In emerging sectors, experimentation is a risk that’s encouraged. Disruptive players just go for it; they take failure in their stride and make bold decisions, just as long as they fail fast, and the failures are not repeated or terminal.
It’s high time to take these disruptor models more seriously in corporate circles instead of paying lip-service to the notion of agile disrupters. It all starts with a clear strategy followed by rapid implementation of tech. But that is just one part of the equation.
A critical part of getting businesses to speed up their operations are efficient internal processes. This means developing a strong, well-informed leadership and a well-oiled internal machine that can cut through bureaucracy and yield quicker results. In this respect, tech provides a competitive advantage because it provides instant data to support quick decision-making.
However, tech shouldn’t just be thrown into the mix without a clear business plan. I’ve seen that happen too often. Integrating technology into your business is essential, but it requires a solid business case to back it up. You must be sure of what you want to get out of the technology you’re implementing. You must be sure of your desired return on investment. This may not pan out the way you expect it to but having tangible expectations to measure progress against are essential. Otherwise, you are wasting your time.
Your return on investment will obviously be measured according to its financial value. That’s a given. But whatever positives you’re considering, make sure you’re looking at the idea of value holistically, considering not just financial elements, but taking a broader perspective. Other factors to consider are sustainability, talent, diversity and inclusion, and your user experience journey (UX).
And UX is a big one. A few years ago, it wasn’t a huge priority, but now the consumer experience is rightly given much more consideration, particularly in saturated sectors. Tech giants like Facebook and Instagram have set the benchmark for a world-class integrated UX experience. So, you’re not just going up against the competition in your sector as consumers readily compare experiences from different sectors. Your user experience can be what sets you apart from the competition.
It also helps to remember that optimised tech solutions are only an enabler. Unless you have the right business processes and the right people with the right skills, you’re not going to get anywhere. Your tech implementations should, ideally, work in conjunction with or enhance your existing processes.

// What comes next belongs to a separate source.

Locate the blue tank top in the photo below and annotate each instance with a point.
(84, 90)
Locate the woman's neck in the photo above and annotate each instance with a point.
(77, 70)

Adopting a technology that’s been pushed as a solution to optimise your work processes just won’t be able to do its job if you don’t understand how it works, and it doesn’t fit into an existing system.
Well-integrated tech solutions lay the foundations. But there’s a lot more to consider, particularly when competing with smaller start-ups and businesses spouting innovative, fast-moving ideas. The key is to be aggressive in the market in terms of acquisition and funding. Buy them out, bring them in, and take that offering for yourself. You can also look inward and put company muscle behind innovative ideas that are formed in-house. Funding disruptive ideas will put you on a level playing field with the smaller guys. You could even launch a new business entirely. Once you’ve made the initial data-informed moves, another factor influencing your success will be the company effort you put behind the project to propel it forward.
It’s also worth noting that while first-mover advantage is important, sometimes being second isn’t always a bad thing because there’s much to learn from those who venture out first. At Accenture, we tend towards launching businesses on the leading edge, not always the bleeding edge.
So, while companies need to pick up speed, and tech-based solutions can help, always try to find a balance between optimised processes that work, and speed in implementation.